BiBi Wiper Used in the Israel-Hamas War Now Runs on Windows

ワイパーマルウェアはデータの窃取や暗号化などを行わず、単純にファイルを破壊することでシステムに損害を与えるマルウェア。Security Joesが以前に発見したワイパーマルウェアはLinux向けであったが、BlackBerryはその発表の翌日、2023年11月1日にWindows向けに改造された亜種を発見したという。BlackBerryは今回の発見を受けて、これらマルウェアを開発した攻撃者はマルウェアの開発を継続している可能性があり、エンドユーザーのシステムとアプリケーションサーバを標的とした攻撃の拡大を試みていると推測している。

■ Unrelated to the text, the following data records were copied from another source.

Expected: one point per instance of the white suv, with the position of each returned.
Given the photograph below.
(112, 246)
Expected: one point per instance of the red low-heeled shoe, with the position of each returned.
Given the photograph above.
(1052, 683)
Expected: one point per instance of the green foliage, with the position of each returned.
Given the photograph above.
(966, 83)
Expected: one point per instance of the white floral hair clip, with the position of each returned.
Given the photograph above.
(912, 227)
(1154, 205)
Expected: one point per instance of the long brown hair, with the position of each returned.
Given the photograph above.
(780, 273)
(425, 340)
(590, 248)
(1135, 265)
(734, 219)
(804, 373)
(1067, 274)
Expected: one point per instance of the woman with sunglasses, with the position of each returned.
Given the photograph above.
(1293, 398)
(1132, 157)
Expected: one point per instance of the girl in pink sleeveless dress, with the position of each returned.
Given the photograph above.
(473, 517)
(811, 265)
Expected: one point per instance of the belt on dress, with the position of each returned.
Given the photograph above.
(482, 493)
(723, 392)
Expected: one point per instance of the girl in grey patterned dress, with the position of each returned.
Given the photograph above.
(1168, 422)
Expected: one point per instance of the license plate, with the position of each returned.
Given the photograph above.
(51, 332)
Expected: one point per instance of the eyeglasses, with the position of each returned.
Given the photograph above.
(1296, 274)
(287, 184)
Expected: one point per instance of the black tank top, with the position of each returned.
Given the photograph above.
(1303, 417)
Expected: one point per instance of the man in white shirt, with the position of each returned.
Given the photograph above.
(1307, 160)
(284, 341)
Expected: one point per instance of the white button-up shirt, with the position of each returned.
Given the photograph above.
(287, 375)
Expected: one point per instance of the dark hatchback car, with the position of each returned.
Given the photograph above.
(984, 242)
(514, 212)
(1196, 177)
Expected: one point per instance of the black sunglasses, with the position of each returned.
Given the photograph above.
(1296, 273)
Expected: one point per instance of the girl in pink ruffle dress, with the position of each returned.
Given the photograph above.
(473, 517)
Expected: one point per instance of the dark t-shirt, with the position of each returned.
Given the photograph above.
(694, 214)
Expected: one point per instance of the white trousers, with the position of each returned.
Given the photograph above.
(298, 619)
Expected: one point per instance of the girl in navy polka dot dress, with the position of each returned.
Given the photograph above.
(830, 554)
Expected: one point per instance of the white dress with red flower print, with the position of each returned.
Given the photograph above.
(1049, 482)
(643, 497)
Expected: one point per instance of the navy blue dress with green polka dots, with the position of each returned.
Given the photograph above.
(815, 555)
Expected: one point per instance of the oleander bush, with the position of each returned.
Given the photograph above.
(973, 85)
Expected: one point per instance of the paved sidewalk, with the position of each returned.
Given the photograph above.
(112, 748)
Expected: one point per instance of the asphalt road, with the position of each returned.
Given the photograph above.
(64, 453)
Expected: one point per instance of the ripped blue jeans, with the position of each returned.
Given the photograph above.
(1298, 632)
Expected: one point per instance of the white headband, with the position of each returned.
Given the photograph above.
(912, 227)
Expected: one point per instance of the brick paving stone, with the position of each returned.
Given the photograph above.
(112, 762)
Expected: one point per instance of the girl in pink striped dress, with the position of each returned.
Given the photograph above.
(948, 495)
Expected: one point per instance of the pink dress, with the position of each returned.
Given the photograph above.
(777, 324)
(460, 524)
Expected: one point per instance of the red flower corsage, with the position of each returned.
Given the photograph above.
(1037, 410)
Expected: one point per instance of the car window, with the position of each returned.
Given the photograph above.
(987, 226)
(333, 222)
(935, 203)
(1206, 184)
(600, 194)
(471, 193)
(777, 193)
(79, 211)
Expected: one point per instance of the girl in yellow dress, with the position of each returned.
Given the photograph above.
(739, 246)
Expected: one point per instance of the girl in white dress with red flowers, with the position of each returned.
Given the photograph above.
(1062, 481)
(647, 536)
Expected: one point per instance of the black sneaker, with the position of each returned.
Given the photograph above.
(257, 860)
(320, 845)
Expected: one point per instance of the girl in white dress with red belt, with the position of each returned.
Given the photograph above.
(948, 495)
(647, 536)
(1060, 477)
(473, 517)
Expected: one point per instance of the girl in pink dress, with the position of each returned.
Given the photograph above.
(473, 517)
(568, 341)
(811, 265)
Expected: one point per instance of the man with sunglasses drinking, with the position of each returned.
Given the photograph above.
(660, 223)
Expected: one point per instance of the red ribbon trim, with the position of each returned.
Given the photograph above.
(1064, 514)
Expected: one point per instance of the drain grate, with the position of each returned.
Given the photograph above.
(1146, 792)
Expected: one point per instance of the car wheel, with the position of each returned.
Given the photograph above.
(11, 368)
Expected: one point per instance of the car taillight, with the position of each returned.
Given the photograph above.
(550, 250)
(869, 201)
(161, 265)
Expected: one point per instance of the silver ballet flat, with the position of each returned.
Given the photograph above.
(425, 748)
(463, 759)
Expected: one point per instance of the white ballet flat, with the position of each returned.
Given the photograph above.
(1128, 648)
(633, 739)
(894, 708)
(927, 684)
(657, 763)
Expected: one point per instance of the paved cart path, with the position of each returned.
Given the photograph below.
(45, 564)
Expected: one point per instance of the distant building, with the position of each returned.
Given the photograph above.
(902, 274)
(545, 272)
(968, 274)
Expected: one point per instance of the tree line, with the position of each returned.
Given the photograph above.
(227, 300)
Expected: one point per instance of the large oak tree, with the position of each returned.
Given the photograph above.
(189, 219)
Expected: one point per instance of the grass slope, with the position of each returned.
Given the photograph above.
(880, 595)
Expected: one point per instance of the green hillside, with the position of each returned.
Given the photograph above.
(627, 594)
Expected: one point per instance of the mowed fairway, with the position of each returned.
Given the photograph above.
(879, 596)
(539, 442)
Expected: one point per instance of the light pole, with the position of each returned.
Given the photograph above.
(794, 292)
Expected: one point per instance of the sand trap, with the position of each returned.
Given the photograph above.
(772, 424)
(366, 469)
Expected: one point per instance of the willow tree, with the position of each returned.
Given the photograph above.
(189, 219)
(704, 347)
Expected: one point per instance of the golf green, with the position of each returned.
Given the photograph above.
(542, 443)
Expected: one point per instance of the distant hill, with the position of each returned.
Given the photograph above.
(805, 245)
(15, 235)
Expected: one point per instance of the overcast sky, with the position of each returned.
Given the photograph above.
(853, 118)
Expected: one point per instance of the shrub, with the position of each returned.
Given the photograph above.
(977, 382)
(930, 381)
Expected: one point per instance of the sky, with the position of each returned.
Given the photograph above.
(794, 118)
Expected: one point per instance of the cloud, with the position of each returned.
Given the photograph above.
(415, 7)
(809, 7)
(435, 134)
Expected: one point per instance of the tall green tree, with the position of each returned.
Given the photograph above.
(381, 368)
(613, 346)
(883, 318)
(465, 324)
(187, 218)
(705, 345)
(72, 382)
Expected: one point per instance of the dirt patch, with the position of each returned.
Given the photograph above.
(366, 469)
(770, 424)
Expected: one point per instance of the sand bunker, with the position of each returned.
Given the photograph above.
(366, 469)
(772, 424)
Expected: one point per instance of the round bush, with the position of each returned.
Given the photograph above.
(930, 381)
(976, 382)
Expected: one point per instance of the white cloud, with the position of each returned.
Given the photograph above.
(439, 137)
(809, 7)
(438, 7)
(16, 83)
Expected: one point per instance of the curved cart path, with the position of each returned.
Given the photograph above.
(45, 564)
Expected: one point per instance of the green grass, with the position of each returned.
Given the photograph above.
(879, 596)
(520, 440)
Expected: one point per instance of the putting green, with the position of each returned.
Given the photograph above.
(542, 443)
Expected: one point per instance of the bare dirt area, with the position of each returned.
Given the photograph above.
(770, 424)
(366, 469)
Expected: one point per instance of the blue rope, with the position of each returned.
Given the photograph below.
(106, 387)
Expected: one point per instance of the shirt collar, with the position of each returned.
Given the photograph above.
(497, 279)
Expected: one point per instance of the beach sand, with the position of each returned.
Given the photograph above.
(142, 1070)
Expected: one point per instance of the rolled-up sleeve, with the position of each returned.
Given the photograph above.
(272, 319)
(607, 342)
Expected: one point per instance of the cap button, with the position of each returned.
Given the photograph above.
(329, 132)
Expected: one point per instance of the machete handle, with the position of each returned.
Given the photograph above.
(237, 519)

BlackBerryの分析によると、BiBi-Windows Wiperは2023年10月21日のタイムスタンプがあることから、ハマスによるイスラエルへの攻撃からわずか14日間ほどで開発されたものとされる。現時点でこのマルウェアがどのようにして配布されたのかはわかっていない。

このマルウェアはできるだけ早くシステムの破壊を完了するために、システムのプロセッサコア数とスレッド数をチェックしてマルチスレッドで破壊を行う。また、システムからシャドウコピーを削除するため、オフラインバックアップがない場合はシステムの復旧が不可能になるとされる。

BlackBerryはイスラエルとハマスの紛争が継続する場合、同様の攻撃がさらに増加する恐れがあるとして注意を促している。また、BiBi-Windows Wiperに関するセキュリティ侵害インジケータ(IoC: Indicator of Compromise)とYaraルールを公開しており、必要に応じて活用することが望まれている。